Helicobacter pylori (H. pylori)-induced chronic atrophic gastritis is a high-risk factor for gastric cancer. Immune responses to H. pylori are involved in gastric mucosal inflammation, and might affect clinical outcome, including the development of gastric cancer. The present study examines the significance of gene polymorphisms of various cytokines in the development of gastric cancer following H. pylori infection.

METHODS

One hundred Japanese non-cardia gastric cancer patients and 93 dyspeptic patients as controls were enrolled in the study (age range 50-75 years). All patients were positive for H. pylori. Genomic DNA was extracted from peripheral whole blood leukocytes, and we comprehensively analyzed 207 single nucleotide polymorphisms (SNP) in 11 cytokine genes; interleukin (IL)-1alpha, IL-1beta, IL-1 receptor antagonist (RN), IL-4, IL-4R, IL-8, IL-10, IL-12, TNF-alpha, TNF-beta, and IFN-gamma, using either invader assay (163 SNP), direct sequencing (22 SNP), or PCR-restriction fragment length polymorphism (22 SNP).

RESULTS

Among the 207 SNP examined, the IL-4 gene diplotypes (984 and 2983 AA/GA) had a significant negative association with gastric cancer development (odds ratio =0.3, 95% confidence interval =0.1-0.9).
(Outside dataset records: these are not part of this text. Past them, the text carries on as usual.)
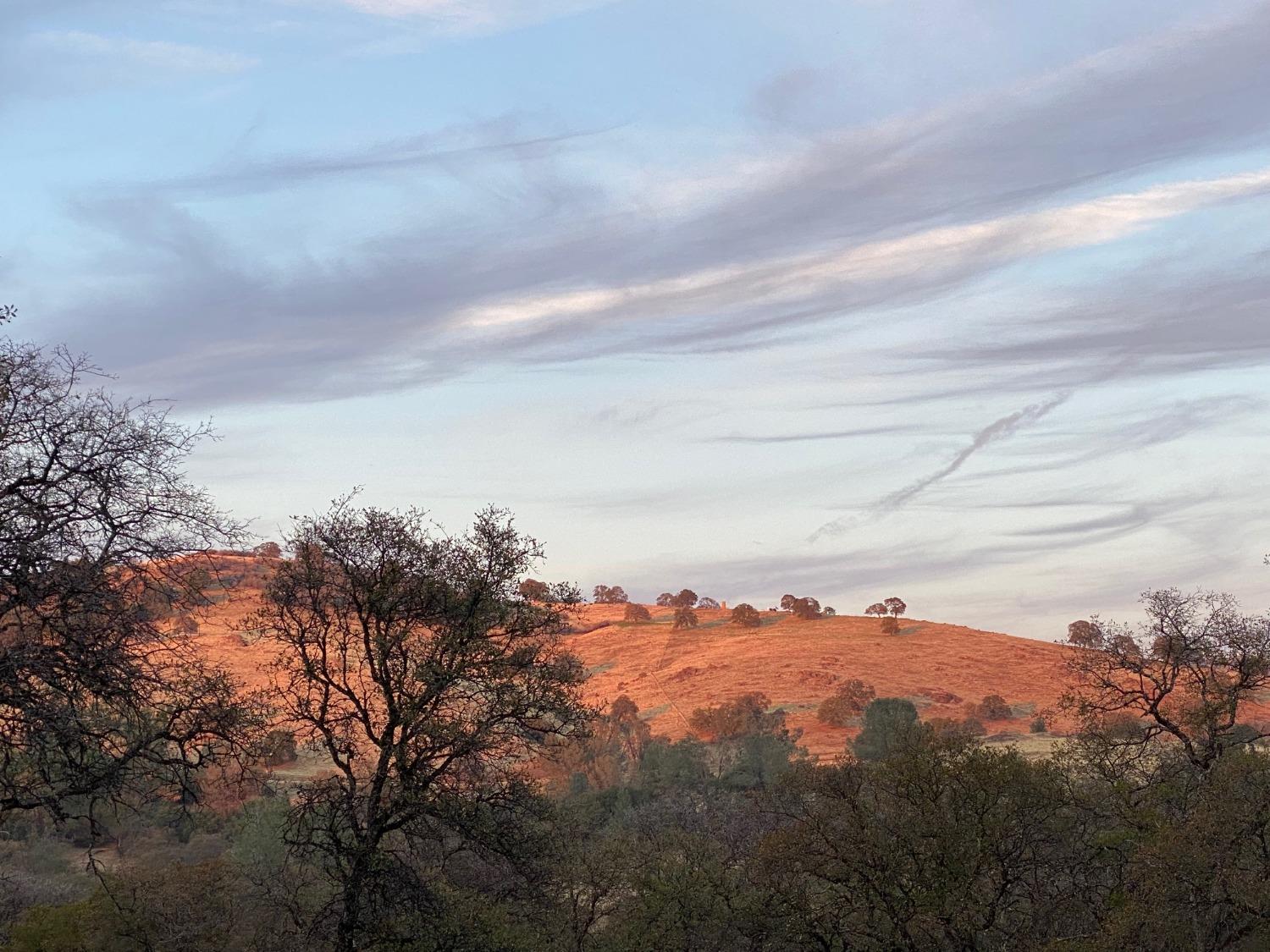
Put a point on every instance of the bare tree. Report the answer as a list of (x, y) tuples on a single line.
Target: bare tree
[(427, 680), (103, 695), (1185, 675)]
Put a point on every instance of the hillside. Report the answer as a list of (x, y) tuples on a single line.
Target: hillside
[(797, 664)]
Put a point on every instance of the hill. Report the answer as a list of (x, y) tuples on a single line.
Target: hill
[(797, 664)]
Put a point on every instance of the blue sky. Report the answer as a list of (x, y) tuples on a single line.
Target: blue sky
[(959, 301)]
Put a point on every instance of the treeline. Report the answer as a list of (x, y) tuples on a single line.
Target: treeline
[(423, 772)]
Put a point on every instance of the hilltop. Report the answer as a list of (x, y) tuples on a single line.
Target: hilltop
[(795, 663)]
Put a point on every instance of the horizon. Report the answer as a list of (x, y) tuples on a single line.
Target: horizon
[(962, 302)]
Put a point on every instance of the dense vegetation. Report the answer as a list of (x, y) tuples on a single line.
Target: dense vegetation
[(457, 795)]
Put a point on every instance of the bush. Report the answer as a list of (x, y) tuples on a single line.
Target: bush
[(848, 701), (993, 707), (635, 612), (685, 619), (889, 724)]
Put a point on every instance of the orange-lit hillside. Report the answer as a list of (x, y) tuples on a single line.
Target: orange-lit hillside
[(795, 663)]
When we adopted the dyspeptic patients over 66 years of age as the controls, the IL-1RN gene diplotypes (-1102 and 6110 CG/GA) also had a significant negative association (odds ratio =0.2, 95% confidence interval =0.1-0.7).

CONCLUSION

A comprehensive analysis of 207 SNP of 11 cytokine genes revealed that variations in IL-4 and IL-1RN genes are negatively associated with the risk of developing gastric cancer following H. pylori infection. Distinct host cytokine responses in the gastric mucosa might have a role in H. pylori-induced carcinogenesis.